Is Bitcoin’s $110k dip capitulation?

Bitcoin’s dip looked more like a leverage flush, with HODLers steady and overexposed longs squeezed.

Can the Uptober effect play out again?

Yes, Bitcoin’s September weakness aligns with history. Uptober averages +21.89%, and flows plus liquidity sweeps suggest a setup for a rebound toward $160k into Q4.


Investor patience seems to be wearing thin.

After a week-long pause, Bitcoin [BTC] couldn’t hold $115k to kick off a fresh leg into price discovery. The 2.17% intraday pullback dragged it to near a two-week low, with the market showing clear signs of FUD.

Moreover, BTC’s Open Interest (OI) dropped over $3 billion in just three days, trimming September’s ROI to 4.38%.

But with the shakeout hitting overleveraged longs, is this just a strategically engineered dip?

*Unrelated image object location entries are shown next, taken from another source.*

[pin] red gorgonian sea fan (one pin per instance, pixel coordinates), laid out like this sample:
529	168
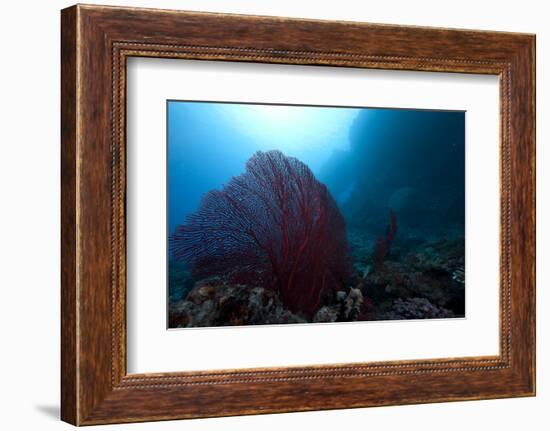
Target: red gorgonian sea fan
274	223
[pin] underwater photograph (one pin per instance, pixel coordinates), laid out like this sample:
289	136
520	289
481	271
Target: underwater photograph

The Uptober effect on trader psychology

Bitcoin’s historical cycles show a clear price-action pattern. 

Source: CoinGlass

September tends to bleed, averaging -3.14%, making it BTC’s historically weakest month.

But October flips the sentiment with average gains of 21.89%, while Q4 delivered cumulative 85.42% since 2013.

This pattern, known as the “Uptober effect,” has delivered nearly 50% gains in the past two cycles (2023 and 2024), following a weak or red September. Notably, flows suggest traders are pricing in a repeat run. 

Fed expectations skew bullish

RATE CUTRATE CUT

Source: CME Fed Tool

On the macro front, positioning is skewed bullish. 

CME FedWatch data showed 91.9% probability of a 25 bps rate cut at the 29th of October FOMC, lowering the target to 375–400 bps. That marked a 17.6% jump in cut odds from last week.

In this setup, BTC’s September weakness looks like a classic seasonal flush.

Last week’s 25 bps cut barely moved the needle, suggesting the Fed may need to deliver a full 50 bps to trigger stronger risk-on flows.

Bitcoin liquidity sweep raises engineered dip speculation

On-chain flow showed Bitcoin HODLers were still in the game. 

The Net Realized Profit/Loss (NRPL) hasn’t flipped red, even with BTC trading 11.3% below its $124k all-time high. Underwater holders are holding strong, showing conviction for the next leg up.

Meanwhile, realized profits compressed, showing “in-the-money” holders avoided taking gains.

This marked a key divergence from September 2024, when STH NUPL went negative, signaling weak-hand capitulation.

STH NUPLSTH NUPL

Source: Glassnode

In short, traders are leaning into Uptober psychology.

Meanwhile, BTC swept a long-liquidity cluster at $114k, stacked with $60 million+ in long leverage, triggering a clean 3% drawdown in 24 hours. It was a textbook flushout, not weak-hand capitulation.

Therefore, with HODLers holding through the FUD, overexposed longs squeezed, and October as a historical pivot, Bitcoin’s $110k dip looks like a setup for a seasonal rebound toward $160k into year-end.